Машка подняла на меня кристально ясные глаза и проникновенно ответила:
— Вове это очень не нравится. Он настоятельно попросил меня избавить его от этого зрелища.
Интересно девки пляшут! Когда это Машку волновало мнение какого-то там Вовы?! Белены она, что ли, объелась? Ведь еще месяц назад никаким Вовой здесь и не пахло!
— Машка, ау? Кто есть Вова и куда мне его при встрече послать?
— Вова — это мой будущий муж.
В растерянности я плюхнулась прямо на пол, отдавив хвост Машкиному персидскому коту. Он, впрочем, как истинный перс, отличался безмерно флегматичным нравом, поэтому удар когтями с его стороны мне не грозил. Бедное животное робко мявкнуло, намекнув, что неплохо бы мне убрать свою тушу с его персоны, но мне было не до того.
— Где ты обнаружила это ископаемое?
— В спортзале. Он — наш сменный тренер. Учит правильной медитации и дыханию.

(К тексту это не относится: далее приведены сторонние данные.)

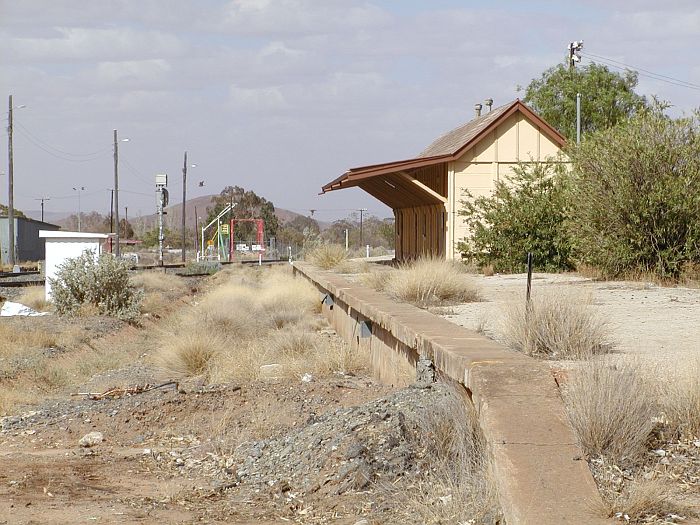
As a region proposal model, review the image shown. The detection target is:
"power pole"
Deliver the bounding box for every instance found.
[114,129,121,258]
[567,40,583,70]
[7,95,15,266]
[358,208,367,248]
[182,152,187,262]
[34,197,51,222]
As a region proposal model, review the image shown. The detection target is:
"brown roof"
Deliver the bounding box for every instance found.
[321,99,566,200]
[418,101,517,157]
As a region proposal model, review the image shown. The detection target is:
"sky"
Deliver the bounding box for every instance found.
[0,0,700,220]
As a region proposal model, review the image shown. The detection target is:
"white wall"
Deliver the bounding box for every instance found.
[46,238,104,301]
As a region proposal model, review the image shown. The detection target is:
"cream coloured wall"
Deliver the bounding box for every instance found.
[446,112,561,259]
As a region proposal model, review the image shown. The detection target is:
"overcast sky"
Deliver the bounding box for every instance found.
[0,0,700,220]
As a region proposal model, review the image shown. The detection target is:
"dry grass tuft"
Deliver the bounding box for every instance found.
[157,330,226,378]
[399,382,500,525]
[503,293,611,359]
[156,267,359,382]
[15,286,51,312]
[335,259,371,274]
[564,360,656,464]
[384,257,480,308]
[603,479,698,523]
[360,269,392,292]
[306,244,348,270]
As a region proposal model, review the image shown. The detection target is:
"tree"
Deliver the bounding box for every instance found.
[569,105,700,278]
[206,186,279,240]
[457,163,571,272]
[523,64,647,142]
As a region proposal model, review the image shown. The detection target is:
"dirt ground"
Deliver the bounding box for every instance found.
[444,274,700,379]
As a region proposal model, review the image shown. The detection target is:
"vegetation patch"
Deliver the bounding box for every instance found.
[503,292,612,359]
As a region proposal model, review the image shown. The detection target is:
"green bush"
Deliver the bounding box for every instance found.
[569,105,700,279]
[49,251,143,321]
[457,162,571,272]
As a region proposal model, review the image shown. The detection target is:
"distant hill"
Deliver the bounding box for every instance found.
[129,195,325,230]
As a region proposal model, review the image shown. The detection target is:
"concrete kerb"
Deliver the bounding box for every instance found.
[294,262,610,525]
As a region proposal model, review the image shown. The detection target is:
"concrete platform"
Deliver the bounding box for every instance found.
[294,262,612,525]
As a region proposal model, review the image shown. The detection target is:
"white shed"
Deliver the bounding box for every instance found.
[39,230,109,301]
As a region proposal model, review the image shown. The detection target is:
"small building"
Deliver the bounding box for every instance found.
[321,100,565,260]
[39,230,108,301]
[0,215,60,264]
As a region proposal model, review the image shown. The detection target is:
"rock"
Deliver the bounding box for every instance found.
[260,363,284,379]
[78,432,105,448]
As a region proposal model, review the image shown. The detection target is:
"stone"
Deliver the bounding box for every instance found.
[78,432,105,448]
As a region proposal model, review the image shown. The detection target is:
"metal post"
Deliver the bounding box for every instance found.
[576,93,581,144]
[7,95,16,266]
[525,252,532,304]
[182,152,187,262]
[114,129,121,258]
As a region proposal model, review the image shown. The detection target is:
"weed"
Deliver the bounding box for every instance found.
[384,257,479,308]
[564,360,656,463]
[503,293,611,359]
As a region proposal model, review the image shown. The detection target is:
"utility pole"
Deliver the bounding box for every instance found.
[7,95,15,266]
[182,152,187,262]
[576,93,581,144]
[567,40,583,70]
[156,173,168,266]
[358,208,367,248]
[34,197,51,222]
[114,129,121,258]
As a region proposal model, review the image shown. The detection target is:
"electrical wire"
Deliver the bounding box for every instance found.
[581,52,700,91]
[14,122,112,157]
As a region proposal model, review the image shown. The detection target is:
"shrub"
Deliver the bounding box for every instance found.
[307,244,347,270]
[569,106,700,279]
[457,162,572,272]
[564,361,656,464]
[49,251,143,321]
[503,293,611,359]
[374,257,479,308]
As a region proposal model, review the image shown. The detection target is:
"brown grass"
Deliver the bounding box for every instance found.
[397,382,500,525]
[564,360,657,464]
[306,244,348,270]
[156,267,359,382]
[157,330,226,378]
[502,292,611,359]
[602,479,698,524]
[374,257,480,308]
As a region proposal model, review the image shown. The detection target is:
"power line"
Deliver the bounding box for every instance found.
[582,53,700,91]
[16,122,111,157]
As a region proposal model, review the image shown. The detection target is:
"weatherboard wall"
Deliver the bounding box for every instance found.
[445,112,561,258]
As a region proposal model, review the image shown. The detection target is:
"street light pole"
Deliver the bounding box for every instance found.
[358,208,367,248]
[114,129,121,258]
[7,95,15,266]
[73,186,85,232]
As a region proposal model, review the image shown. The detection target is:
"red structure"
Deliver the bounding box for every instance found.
[228,219,265,261]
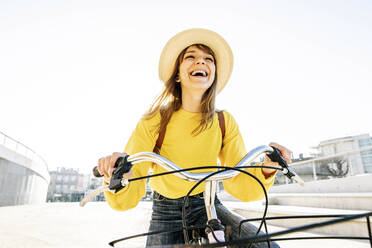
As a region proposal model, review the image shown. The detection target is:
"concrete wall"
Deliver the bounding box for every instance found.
[0,145,50,206]
[270,174,372,193]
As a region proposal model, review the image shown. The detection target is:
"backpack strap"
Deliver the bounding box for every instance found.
[153,110,225,154]
[217,110,225,140]
[153,127,167,154]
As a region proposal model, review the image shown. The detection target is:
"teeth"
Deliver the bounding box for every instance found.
[191,71,207,77]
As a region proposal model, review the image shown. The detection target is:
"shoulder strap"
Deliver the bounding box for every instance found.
[153,127,167,154]
[153,110,225,154]
[217,110,225,140]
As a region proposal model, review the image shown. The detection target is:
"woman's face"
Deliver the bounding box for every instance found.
[178,46,216,93]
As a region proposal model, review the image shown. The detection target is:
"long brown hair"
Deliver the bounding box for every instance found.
[143,44,217,135]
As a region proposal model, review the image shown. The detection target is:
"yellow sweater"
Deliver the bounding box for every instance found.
[105,109,274,210]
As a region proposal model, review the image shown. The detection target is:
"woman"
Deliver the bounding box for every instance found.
[98,29,291,247]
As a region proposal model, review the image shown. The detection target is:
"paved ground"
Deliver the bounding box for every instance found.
[0,202,371,248]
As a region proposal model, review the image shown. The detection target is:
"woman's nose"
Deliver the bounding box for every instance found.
[196,58,205,65]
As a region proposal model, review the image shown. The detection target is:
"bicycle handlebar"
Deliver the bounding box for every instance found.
[93,145,304,185]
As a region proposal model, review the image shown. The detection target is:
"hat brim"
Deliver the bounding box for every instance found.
[159,28,234,92]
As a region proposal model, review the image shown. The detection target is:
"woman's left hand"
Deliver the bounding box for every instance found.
[262,142,292,178]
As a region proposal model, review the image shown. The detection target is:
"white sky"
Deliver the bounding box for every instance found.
[0,0,372,172]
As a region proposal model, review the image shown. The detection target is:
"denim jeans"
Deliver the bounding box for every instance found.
[146,192,279,248]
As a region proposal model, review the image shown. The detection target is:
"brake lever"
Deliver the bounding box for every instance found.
[109,155,133,193]
[267,146,305,186]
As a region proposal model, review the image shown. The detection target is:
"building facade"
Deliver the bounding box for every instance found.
[47,167,103,202]
[276,134,372,184]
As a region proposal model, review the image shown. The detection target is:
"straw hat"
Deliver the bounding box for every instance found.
[159,28,234,92]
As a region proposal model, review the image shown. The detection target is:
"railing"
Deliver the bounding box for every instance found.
[0,131,50,183]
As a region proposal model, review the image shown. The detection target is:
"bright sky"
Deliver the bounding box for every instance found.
[0,0,372,172]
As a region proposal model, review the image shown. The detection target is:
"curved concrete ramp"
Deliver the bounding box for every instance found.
[0,133,50,206]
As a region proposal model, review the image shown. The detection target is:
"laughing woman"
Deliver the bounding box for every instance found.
[98,29,291,247]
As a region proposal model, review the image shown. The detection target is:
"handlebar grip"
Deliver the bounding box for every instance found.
[93,166,103,177]
[267,146,305,186]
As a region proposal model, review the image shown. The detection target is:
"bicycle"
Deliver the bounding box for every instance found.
[80,146,372,247]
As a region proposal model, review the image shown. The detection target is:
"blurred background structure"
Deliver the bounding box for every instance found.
[0,132,50,206]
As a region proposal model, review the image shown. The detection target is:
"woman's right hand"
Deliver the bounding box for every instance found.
[97,152,133,182]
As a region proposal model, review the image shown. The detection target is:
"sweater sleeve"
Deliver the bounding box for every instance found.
[104,116,158,211]
[219,111,275,201]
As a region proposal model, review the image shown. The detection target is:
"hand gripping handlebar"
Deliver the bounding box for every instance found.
[93,145,304,192]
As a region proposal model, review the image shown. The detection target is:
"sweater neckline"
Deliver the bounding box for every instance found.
[177,108,202,118]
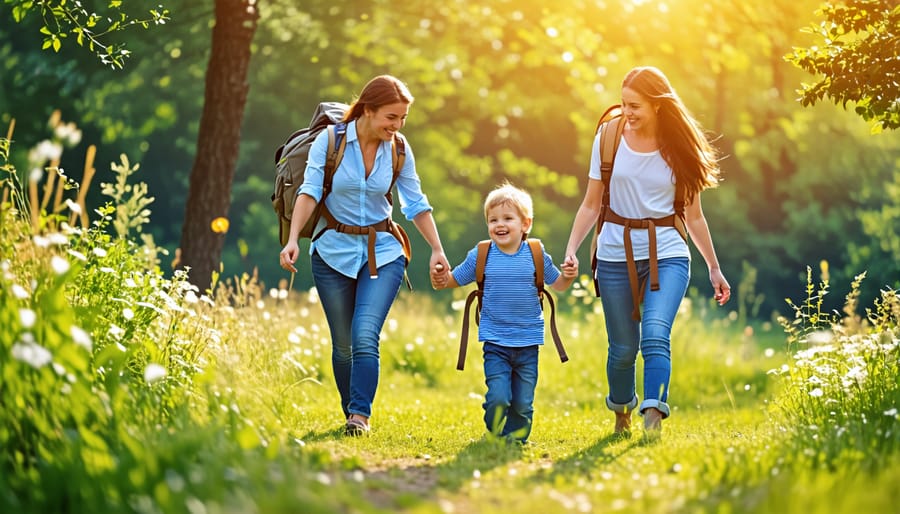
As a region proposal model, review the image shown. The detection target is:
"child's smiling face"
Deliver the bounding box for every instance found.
[487,203,531,253]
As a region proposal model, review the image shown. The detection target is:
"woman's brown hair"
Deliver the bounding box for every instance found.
[344,75,414,121]
[622,66,720,203]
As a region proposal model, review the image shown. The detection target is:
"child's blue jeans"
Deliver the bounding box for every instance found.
[597,257,690,417]
[311,252,406,417]
[483,342,539,443]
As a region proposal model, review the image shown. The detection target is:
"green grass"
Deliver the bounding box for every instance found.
[0,131,900,508]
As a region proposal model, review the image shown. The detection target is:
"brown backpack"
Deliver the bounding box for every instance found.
[456,238,569,371]
[591,105,687,321]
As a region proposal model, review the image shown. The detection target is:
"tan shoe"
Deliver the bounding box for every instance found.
[616,411,631,435]
[344,414,369,437]
[644,407,664,439]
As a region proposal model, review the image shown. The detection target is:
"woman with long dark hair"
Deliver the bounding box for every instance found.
[279,75,450,435]
[566,66,731,436]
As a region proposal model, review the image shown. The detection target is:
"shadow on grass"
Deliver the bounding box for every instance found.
[297,425,347,443]
[531,430,655,483]
[366,436,522,512]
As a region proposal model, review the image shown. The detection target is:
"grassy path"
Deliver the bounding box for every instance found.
[223,290,900,514]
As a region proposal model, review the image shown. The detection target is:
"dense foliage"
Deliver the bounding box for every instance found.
[0,0,900,318]
[788,0,900,133]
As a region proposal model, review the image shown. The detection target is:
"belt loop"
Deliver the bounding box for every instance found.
[369,226,378,280]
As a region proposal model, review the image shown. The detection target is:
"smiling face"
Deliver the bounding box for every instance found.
[622,87,659,134]
[366,102,409,141]
[487,202,531,254]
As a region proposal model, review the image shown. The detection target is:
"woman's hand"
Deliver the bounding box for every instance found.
[428,252,450,289]
[709,268,731,305]
[278,241,300,273]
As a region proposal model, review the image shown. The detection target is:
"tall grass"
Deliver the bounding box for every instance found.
[777,267,900,471]
[0,116,900,514]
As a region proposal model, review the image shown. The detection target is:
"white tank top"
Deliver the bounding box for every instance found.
[589,128,691,262]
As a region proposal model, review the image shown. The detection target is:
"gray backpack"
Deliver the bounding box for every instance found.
[272,102,410,245]
[272,102,349,246]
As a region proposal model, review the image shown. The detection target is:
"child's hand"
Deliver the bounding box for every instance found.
[562,255,578,278]
[431,263,450,289]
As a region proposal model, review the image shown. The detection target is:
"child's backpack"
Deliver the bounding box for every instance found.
[456,238,569,371]
[272,102,411,247]
[591,105,687,320]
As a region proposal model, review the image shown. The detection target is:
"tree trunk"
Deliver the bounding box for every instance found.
[178,0,259,291]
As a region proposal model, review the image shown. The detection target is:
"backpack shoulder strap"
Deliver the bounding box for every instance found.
[475,239,491,290]
[384,132,406,205]
[320,122,347,194]
[456,239,491,371]
[528,238,544,296]
[591,105,625,297]
[528,238,569,362]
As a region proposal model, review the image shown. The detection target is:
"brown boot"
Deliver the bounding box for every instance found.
[616,411,631,435]
[643,407,664,439]
[344,414,369,436]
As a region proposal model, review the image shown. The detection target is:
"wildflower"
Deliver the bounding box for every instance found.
[109,325,125,339]
[19,309,37,328]
[66,198,81,214]
[28,168,44,182]
[144,362,166,384]
[209,216,228,234]
[69,325,94,351]
[12,341,53,369]
[33,235,50,248]
[66,250,87,262]
[12,284,28,300]
[50,255,69,275]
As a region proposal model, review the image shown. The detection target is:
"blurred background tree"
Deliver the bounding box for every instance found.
[0,0,900,318]
[788,0,900,133]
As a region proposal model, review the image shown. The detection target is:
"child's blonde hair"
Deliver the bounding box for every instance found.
[484,182,534,226]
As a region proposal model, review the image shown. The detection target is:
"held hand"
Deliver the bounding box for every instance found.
[562,256,578,278]
[428,252,450,289]
[709,268,731,305]
[278,241,300,273]
[431,263,450,289]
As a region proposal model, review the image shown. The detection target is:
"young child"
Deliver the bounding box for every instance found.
[431,183,578,443]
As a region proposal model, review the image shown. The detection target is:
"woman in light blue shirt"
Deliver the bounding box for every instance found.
[280,75,449,435]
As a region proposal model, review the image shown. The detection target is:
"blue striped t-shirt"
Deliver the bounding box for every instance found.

— А до этого ты дышать не умела, что ли?
Машка улыбнулась мне кроткой всепрощающей улыбкой Мадонны. В глазах ее сквозила тень безумия, как у блаженных и жертв религиозных сект.
— Ну, колись: на что он тебя подловил? Он — гигант секса? Его папа — владелец акций Де Бирс? У него тело Аполлона и душа ангела?
Кот сделал еще одну попытку освободить из-под меня свой хвост. Безуспешно. Машка продолжала улыбаться все той же бессмысленной улыбкой дебилки. Я решила зайти с другой стороны:
— Слушай, а ты уверена, что готова к такому серьезному шагу, как замужество? Может, вам стоит пожить вместе годик-другой, узнать друг друга получше, а только потом уже решать, стоит ли вешать себе на шею брачный хомут?
— Мы уверены в наших чувствах. Он — самый лучший из всех мужчин на свете.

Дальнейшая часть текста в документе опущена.